7/10
The Why of Things
8 September 2020
Warning: Spoilers
This is a good, not great, adventure done in Cinemascope in the mid-50's showing off the sights of Hong Kong and the talents of a good cast in a reasonably involving story. One point of order: Gable is not a 'Soldier of Fortune' - a guy who hires out to perform daring tasks. He's a former soldier with a fortune - a GI cashiered from the Army when he punched an officer who got involved in the underworld of trading in the far east with such great success that a decade later, he's living like a potentate and master of all he surveys. We see him viewing Hong Kong from on high in the first shot, atop a mountain that can only be accessed by a train that climbs up the side, looking down on all the people who haven't made it as big as he has. He should be an arrogant man, unconcerned with other people's problems. But then we see him descending in the train, looking out the window with a look on his face as if something's missing in his life. It's a brilliant scene, one that establishes something important about the main character.
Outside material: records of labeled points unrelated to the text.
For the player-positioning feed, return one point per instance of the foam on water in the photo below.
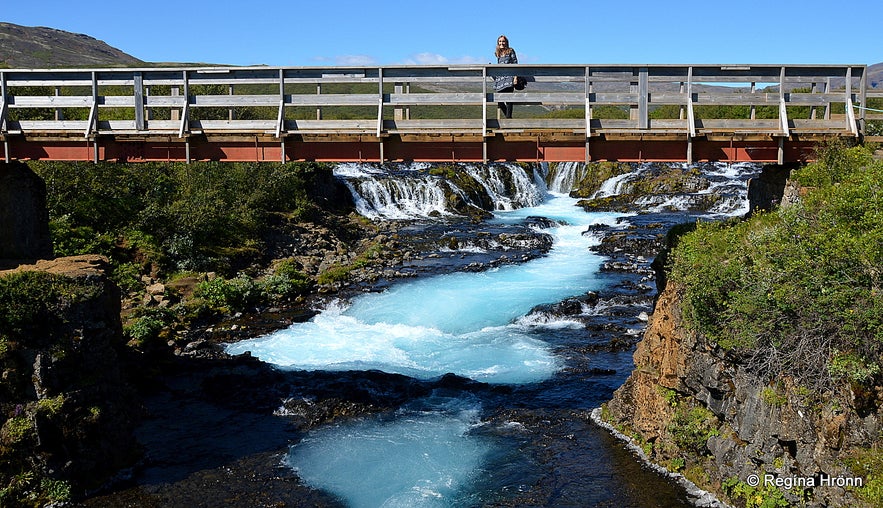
(457, 323)
(423, 457)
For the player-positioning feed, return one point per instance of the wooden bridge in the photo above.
(763, 113)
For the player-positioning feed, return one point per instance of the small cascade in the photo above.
(412, 192)
(565, 177)
(614, 186)
(508, 185)
(398, 198)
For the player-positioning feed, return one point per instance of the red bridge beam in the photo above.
(394, 149)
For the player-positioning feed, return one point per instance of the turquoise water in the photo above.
(417, 459)
(461, 323)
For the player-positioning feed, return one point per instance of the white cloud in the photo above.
(436, 59)
(355, 60)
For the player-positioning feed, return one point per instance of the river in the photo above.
(526, 439)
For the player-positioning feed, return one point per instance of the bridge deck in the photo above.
(434, 113)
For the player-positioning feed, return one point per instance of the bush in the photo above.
(176, 216)
(787, 289)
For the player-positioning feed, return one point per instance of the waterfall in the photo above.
(565, 176)
(508, 185)
(413, 192)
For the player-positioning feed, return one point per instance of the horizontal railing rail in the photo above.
(585, 102)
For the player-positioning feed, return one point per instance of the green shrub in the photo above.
(286, 282)
(785, 288)
(868, 465)
(176, 216)
(691, 428)
(766, 496)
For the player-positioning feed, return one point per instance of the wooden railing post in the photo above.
(138, 96)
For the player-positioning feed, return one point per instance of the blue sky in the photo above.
(347, 32)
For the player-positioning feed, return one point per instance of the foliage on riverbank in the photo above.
(798, 291)
(65, 412)
(172, 217)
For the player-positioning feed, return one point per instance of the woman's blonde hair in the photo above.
(500, 52)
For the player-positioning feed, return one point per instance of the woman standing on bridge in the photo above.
(505, 84)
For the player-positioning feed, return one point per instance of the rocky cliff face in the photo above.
(696, 410)
(67, 413)
(24, 228)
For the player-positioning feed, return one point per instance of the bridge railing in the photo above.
(414, 103)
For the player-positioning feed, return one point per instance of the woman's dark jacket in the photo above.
(503, 82)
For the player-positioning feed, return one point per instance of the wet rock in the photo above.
(24, 219)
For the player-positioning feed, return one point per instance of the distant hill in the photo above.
(875, 75)
(41, 47)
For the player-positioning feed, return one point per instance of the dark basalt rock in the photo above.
(24, 220)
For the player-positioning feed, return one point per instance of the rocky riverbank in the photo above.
(199, 404)
(697, 408)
Later, when he meets Susan Hayward, a woman searching for her adventurous photographer husband, who has been captured by the Red Chinese, you might think he'd take a Rick Blaine-type attitude and tell her that her problems are not his concern, (only to be persuaded later that they are). Instead he's more like an older Rhett Butler, (of course he's older- it's 1955!), who is something of a rogue himself but recognizes quality in other people. He falls for her immediately, perhaps because he admires her perseverance in trying to get her husband back. The script requires that he at first turn her away but it isn't long before they are re-connected. The fact that he's never been married but thinks that it's time he did something about it is made clear. In this initial scene, we see that he's father to three orphaned children, although we meet only one who tells the lady, ('Jane Hoyt') that someday they are going back to where their father was born. Gable's 'Hank Lee' plays a tape recording he had made of the sounds of Chicago, his home town just so he can listen to it. The flagship of his fleet of Chinese Junks is also called 'Chicago'. He's done everything he wanted to do in Asia. Now he wants a wife and he wants to go home.

Ms. Hoyt tells him that her husband's desire for adventure has made their marriage difficult but that she's never wanted to change her husband into some other kind of man. That's a statement that would appeal to a strong man like Hank Lee who wants a wife but doesn't want to be someone else. A spy takes a picture of them drinking a toast in a restaurant. The picture finds it way to the Red Chinese commandant who is holding Mr. Hoyt, (Gene Barry in an early role) prisoner. The commandant uses it to try to demoralize his prisoner but it also gets him to thinking that perhaps his wife deserves better than him and maybe she's found it.

The biggest weak points of the film are the suddenness of Lee and Mrs. Hoyt, (Hayward was in the competition for Scarlett O'Hara and probably would have made a good one), falling for each other and the ease which which Lee and a small band rescue Mr. Hoyt in a 20 minute finale. The strong points are Hong Kong, the performances of the cast, with strong leads and several excellent character actors and the deft way the desires of the main characters are incorporated into the script, leading to the 'reverse Casablanca' finale where Lee is again seen in his perch high above Hong Kong only to have Mrs. Hoyt get off the train to be with him.